Cuando Ariel estaba a punto de irse, le volví a preguntar si había fotografiado al chico del umbral la noche anterior. Me dijo que sí. “Pero era una foto bastante mala que no está bien de luz. Esta mañana le pude sacar mejor porque lo volví a ver. Estaba jugando con otro nene. Me dijo que era su hermanito y que había aparecido. Quedate tranquilo que no se llama Francisco sino Axel. Esta noche te mando las fotos”.
 
VI
 
Pocas horas después, mi amigo cumplió su promesa. Me había enviado tres fotos que mostraban a un niño de unos ocho años; un chico común de esta ciudad.

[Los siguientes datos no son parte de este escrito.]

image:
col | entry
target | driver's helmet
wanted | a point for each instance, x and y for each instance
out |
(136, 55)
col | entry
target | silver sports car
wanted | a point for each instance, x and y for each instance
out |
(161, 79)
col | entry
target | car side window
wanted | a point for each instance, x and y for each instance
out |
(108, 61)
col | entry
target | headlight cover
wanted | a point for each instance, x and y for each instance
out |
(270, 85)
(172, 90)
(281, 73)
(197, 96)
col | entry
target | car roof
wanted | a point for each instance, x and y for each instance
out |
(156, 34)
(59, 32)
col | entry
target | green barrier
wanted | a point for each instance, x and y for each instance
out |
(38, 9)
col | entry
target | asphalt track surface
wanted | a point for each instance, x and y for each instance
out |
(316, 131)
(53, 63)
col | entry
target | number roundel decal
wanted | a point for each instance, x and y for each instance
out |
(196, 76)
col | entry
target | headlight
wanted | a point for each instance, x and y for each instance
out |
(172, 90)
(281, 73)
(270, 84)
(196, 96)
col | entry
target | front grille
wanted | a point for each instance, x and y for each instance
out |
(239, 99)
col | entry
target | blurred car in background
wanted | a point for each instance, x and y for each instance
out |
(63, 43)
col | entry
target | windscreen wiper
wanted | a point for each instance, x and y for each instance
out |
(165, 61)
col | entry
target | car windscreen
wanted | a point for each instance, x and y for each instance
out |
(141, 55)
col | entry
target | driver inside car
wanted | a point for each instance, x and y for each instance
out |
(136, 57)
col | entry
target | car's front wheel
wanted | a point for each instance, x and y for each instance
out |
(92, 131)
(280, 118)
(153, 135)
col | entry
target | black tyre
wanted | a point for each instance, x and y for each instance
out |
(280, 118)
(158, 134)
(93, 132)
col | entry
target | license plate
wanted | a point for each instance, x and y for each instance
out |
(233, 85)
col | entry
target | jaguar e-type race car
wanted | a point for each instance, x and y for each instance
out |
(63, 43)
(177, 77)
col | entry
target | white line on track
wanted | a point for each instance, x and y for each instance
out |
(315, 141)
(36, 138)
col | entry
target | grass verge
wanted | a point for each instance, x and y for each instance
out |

Sólo que en la foto nocturna no parecía él, debido quizás al efecto de la oscuridad. Sin pensarlo, puse el zoom en la mirada diurna del niño y vi la silueta inconfundible de Ariel con su cámara digital al cuello. Pero al ampliar la foto nocturna, quien se reflejaba en sus pupilas no era la misma persona; era una imagen borrosa de un hombre con un trípode y un sombrero. Y aquellos ojos pasaron en pocos segundos de la calma a la desesperación, del silencio al grito; a una súplica tan humana que no se pude desatender cualquiera sean las creencias.